Thanks @Ramsis-SNES ! I'll put this on hold on my behalf...

EDIT: I'll still think, though, how to add support for that explicit truncation... Maybe instead of .b you'd have .1, instead of .w you'd have .2...

rondnelson99 commented 1 year ago

Yeah, thanks a lot @Ramsis-SNES, it's definitely good to have an experienced programmer chime in. I get what you mean about the whole explicit truncation thing. In my mind, the .b extension seemed like it should already serve as explicit truncation, but since there are so many other ways to use the direct page, that doesn't really make sense, so I agree with you on your first point.

As for your second point, I was trying to use the non-indexed indirect direct page mode. I see it described here: http://www.6502.org/tutorials/65c816opcodes.html#5.9 I had a pointer in memory at the direct page, and I wanted to read the byte it pointed to.

Finally, I should note that I'm finding this issue where it assembles lda (<label) as lda <label to be a little more elusive. I was getting issues the first time I ran into that, but I've since found that usually, it works just how I want it to. I'm really not sure what triggers the issue. I guess it's possible that I was doing something else wrong when I first wrote the issue, but I tried changing that line to all sorts of things and then changing it back, and the issue kept popping up. I haven't tried to use it too many times since after the initial issue, I switched to using .db with the opcodes for a while since I thought it was still broken. I'll work on tearing those out and I'll see if anything breaks

vhelin commented 1 year ago

After thinking about this a bit more I think I'll add a switch that'll make wla-65816 ignore those instructions that have '<', '|' and '>' hard coded into the instructions. That way we don't technically/probably force everybody use that syntax...

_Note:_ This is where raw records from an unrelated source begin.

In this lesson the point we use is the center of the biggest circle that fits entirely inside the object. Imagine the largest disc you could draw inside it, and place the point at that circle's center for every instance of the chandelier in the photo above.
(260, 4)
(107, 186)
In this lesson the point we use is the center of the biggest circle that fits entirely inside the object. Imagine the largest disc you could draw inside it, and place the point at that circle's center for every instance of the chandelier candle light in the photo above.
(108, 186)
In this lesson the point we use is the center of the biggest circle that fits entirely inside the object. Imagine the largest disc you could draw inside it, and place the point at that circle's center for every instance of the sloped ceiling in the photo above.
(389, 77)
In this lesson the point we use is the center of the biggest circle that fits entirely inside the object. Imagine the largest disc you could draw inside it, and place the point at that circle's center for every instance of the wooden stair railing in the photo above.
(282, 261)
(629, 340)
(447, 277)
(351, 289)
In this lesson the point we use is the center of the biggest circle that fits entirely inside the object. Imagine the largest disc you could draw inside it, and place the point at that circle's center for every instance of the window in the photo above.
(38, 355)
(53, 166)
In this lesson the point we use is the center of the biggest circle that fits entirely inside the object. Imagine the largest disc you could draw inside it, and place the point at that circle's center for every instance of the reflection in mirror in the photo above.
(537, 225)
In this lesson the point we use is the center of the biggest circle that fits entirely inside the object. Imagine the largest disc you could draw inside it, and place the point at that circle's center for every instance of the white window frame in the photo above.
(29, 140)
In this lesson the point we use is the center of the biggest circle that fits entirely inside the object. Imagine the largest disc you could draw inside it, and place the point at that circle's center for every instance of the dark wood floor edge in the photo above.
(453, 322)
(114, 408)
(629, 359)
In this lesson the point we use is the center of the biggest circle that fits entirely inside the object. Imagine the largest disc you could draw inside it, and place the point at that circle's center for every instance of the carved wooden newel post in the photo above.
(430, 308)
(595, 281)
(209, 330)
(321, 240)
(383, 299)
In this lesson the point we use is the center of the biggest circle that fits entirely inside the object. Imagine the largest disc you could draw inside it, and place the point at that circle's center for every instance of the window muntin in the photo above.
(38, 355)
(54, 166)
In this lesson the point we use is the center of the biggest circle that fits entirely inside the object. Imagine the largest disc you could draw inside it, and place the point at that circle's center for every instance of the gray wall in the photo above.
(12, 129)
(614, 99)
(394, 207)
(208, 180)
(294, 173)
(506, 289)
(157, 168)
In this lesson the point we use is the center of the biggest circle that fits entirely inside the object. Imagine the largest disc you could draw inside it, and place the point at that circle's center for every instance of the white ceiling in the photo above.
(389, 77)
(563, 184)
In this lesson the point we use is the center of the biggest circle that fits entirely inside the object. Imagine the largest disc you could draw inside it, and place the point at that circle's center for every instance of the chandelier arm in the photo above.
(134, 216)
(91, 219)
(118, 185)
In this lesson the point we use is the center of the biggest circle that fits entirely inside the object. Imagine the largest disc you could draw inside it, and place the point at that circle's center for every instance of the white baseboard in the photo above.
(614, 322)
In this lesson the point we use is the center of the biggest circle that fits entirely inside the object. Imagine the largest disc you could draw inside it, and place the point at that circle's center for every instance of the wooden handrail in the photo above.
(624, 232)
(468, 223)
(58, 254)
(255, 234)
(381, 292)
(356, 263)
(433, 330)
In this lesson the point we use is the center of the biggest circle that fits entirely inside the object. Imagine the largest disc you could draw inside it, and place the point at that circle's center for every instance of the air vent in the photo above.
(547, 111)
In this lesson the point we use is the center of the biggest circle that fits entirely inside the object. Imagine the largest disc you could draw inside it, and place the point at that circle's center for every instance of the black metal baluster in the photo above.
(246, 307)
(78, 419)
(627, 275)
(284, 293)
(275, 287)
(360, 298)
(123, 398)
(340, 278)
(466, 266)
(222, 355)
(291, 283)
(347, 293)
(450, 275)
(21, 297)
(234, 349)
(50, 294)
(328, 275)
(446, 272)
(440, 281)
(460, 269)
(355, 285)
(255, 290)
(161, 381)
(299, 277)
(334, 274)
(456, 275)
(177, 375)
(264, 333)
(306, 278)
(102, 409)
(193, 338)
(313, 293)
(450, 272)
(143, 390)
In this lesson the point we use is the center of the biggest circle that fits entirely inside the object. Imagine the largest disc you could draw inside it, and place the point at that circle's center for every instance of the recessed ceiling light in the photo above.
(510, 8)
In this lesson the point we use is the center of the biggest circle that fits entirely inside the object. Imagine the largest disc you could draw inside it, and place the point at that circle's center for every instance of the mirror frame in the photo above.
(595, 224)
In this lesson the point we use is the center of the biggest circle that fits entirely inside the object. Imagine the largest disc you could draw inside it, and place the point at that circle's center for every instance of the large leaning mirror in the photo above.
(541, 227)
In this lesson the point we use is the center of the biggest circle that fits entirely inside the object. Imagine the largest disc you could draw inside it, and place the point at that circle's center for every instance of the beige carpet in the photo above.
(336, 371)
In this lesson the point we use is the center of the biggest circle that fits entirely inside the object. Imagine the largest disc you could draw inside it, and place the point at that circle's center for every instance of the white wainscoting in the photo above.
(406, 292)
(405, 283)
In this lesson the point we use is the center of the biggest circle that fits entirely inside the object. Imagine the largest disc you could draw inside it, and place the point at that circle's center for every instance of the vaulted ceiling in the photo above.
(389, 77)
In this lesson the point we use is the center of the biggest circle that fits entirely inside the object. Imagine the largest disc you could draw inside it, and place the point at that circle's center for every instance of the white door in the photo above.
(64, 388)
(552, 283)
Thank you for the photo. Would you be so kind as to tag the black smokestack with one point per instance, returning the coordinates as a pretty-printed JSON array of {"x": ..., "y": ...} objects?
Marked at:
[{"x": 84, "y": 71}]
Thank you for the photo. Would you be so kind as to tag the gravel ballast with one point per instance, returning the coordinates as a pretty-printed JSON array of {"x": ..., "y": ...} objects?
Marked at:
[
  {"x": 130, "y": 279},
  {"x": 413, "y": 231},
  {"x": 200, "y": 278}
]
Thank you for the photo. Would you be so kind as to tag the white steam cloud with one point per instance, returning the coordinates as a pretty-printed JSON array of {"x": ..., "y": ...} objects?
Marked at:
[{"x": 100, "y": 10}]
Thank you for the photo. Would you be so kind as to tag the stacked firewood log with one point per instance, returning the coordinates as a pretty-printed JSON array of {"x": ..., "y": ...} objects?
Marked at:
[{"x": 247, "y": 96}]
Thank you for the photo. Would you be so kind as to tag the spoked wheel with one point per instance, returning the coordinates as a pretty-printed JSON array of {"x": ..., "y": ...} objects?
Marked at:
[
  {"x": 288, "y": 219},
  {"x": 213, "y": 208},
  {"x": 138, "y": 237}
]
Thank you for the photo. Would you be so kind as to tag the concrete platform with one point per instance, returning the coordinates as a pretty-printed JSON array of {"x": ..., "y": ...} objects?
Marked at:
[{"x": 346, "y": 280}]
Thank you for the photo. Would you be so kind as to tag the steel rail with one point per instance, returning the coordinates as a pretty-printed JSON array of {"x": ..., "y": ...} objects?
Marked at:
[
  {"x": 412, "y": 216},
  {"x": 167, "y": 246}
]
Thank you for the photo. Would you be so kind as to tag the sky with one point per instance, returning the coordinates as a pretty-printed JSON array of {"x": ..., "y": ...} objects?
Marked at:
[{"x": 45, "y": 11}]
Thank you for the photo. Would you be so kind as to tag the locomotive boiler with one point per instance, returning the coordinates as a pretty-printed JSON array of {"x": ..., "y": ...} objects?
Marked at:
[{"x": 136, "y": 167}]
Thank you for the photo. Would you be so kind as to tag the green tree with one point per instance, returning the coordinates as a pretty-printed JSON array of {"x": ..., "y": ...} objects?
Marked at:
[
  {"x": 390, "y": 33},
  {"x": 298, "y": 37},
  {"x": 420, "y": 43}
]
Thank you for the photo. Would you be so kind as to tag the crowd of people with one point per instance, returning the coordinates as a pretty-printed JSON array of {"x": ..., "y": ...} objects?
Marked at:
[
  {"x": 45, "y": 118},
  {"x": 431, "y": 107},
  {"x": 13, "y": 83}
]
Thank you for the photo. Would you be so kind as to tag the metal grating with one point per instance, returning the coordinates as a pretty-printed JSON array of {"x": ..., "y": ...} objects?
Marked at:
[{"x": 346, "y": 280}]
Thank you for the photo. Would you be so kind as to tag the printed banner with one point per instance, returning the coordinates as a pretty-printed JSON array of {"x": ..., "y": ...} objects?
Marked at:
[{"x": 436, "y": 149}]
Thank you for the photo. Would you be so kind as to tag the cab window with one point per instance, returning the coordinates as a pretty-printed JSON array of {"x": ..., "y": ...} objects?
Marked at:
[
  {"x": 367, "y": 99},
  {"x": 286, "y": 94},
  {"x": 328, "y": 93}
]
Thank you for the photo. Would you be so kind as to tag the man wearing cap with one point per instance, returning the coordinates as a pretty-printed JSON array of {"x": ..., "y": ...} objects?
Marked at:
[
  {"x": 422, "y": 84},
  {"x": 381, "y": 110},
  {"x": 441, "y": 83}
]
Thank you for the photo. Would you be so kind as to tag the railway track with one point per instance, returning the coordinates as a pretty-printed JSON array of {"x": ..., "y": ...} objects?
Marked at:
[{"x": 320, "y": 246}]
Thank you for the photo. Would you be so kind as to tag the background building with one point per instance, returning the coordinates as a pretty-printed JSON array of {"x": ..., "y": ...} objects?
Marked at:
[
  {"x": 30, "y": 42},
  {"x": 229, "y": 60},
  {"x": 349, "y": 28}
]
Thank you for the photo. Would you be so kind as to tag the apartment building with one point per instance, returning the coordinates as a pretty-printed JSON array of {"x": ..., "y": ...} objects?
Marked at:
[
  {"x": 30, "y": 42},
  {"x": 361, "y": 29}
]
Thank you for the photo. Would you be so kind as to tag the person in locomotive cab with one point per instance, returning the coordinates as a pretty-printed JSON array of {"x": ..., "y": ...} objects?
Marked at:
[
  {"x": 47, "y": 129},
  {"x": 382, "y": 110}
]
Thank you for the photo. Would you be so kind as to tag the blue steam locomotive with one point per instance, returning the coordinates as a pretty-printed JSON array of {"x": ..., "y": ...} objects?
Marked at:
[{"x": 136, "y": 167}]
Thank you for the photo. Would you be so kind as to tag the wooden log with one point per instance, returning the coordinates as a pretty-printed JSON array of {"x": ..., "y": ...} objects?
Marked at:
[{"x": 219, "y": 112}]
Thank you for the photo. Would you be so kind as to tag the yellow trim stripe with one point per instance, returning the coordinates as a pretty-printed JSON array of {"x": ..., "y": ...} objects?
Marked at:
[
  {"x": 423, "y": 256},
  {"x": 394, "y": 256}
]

rondnelson99 commented 1 year ago

Ok, I certainly trust whatever you see as the right thing to do here, but to give an update with my project, I'll just say the problem I started writing this issue about (where lda (<label) gets assembled as lda <label) have oddly disappeared. I've torn out all the lines I'd written to circumvent the problems and everything still seems to assemble just the way I want. I've been on vacation this week so I still haven't had time to look at it in more detail. Maybe it depends on the type of label that's user on the line (it's working now in a RAMSECTION but it may have been in an ENUM or something previously) or maybe I've somehow gone insane and that's was never any issue to begin with. Suffice to say, this is really baffling be and I don't really know what to say about it, but I currently am able to use syntax like lda (<label) with 16-bit labels and it does truncate and assemble as I'd expect.

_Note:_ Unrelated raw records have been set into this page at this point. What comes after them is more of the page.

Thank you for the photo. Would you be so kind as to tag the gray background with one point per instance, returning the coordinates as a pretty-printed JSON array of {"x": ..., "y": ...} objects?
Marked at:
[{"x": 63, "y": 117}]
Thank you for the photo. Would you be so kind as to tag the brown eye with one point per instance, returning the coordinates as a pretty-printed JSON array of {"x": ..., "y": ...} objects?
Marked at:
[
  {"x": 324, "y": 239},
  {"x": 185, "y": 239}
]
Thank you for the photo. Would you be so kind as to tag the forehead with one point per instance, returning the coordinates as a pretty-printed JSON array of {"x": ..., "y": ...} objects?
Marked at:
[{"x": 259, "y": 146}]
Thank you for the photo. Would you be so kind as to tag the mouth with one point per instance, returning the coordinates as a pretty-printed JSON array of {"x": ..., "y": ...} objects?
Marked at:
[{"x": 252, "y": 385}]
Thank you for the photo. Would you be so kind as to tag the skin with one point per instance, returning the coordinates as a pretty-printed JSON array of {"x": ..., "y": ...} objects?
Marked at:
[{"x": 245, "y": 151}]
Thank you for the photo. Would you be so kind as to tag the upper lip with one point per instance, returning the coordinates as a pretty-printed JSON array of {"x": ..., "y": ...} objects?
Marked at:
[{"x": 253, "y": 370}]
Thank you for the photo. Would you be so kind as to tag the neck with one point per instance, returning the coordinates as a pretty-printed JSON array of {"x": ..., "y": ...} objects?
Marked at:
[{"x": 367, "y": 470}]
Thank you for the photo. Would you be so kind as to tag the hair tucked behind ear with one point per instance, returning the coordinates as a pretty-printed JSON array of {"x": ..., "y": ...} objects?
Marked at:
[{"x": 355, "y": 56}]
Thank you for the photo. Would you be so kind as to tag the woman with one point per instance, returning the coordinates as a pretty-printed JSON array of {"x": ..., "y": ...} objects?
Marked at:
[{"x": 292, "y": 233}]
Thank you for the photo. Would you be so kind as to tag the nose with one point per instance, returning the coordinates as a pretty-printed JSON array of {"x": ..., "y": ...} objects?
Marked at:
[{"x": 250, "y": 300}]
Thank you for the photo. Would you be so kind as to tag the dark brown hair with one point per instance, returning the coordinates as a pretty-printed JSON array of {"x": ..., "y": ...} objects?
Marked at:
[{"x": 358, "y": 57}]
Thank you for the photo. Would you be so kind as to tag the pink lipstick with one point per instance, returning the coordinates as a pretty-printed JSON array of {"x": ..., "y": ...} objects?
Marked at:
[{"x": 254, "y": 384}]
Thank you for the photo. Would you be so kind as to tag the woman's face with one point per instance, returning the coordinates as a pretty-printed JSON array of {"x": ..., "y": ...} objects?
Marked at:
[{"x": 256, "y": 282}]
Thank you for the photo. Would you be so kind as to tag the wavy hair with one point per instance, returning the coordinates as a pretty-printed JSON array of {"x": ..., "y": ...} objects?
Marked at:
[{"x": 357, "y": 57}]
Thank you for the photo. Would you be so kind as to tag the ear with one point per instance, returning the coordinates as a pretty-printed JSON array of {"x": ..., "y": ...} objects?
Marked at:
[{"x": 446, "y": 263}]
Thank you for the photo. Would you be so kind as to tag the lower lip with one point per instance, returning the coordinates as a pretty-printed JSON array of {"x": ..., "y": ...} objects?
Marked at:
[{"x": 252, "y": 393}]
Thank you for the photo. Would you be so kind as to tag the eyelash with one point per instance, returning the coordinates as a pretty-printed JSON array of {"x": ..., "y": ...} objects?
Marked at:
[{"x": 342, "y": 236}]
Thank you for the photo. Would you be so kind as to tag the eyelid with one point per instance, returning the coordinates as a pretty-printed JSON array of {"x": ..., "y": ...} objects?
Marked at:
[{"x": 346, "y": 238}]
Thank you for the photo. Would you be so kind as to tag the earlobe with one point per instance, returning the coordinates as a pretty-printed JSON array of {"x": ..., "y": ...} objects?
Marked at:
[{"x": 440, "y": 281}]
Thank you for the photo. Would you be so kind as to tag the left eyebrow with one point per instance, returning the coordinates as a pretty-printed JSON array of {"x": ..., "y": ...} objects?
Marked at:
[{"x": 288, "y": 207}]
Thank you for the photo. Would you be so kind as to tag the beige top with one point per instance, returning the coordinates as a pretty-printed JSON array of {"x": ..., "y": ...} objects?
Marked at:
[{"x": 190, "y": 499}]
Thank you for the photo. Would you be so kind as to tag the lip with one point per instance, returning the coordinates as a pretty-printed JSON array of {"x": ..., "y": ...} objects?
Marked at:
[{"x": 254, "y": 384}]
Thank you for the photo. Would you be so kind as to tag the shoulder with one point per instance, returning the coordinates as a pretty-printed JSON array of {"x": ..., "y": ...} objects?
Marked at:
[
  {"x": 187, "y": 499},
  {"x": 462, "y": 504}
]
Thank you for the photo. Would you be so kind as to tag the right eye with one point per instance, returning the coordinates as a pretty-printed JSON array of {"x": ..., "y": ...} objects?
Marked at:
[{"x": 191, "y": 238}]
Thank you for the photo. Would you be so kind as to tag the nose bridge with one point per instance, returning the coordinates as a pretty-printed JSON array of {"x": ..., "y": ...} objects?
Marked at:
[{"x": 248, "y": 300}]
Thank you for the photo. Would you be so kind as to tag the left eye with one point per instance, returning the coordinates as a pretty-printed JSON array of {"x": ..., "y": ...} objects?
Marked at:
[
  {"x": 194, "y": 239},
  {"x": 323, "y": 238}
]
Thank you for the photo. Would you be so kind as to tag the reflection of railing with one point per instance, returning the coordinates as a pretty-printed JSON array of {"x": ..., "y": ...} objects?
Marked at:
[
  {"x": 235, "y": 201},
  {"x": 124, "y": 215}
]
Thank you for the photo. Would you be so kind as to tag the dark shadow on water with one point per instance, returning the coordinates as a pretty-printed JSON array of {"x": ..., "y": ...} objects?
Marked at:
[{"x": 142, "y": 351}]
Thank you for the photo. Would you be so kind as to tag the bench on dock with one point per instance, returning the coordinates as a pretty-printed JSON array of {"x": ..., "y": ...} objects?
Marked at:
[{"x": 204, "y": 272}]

vhelin commented 1 year ago

I implemented the skipping of instructions that contain hard coded '<', '>' and '|', and wondered that why by default they are skipped as well. Well, I found this in the instruction parser loop. Had totally forgotten it, LOL. :)

kuva

By default they are skipped. If you issue .WDC in your assembly code then they are not. And by default '<' is "get low byte" there, the instruction parser should not eat it, the calculation parser should spot it...

If you run into an issue, ~again, where "LDA (<label)" gets assembled as "LDA <label", let us know!

vhelin commented 1 year ago

As the issue seems to be gone I'll close this, but please do reopen the issue if it comes back!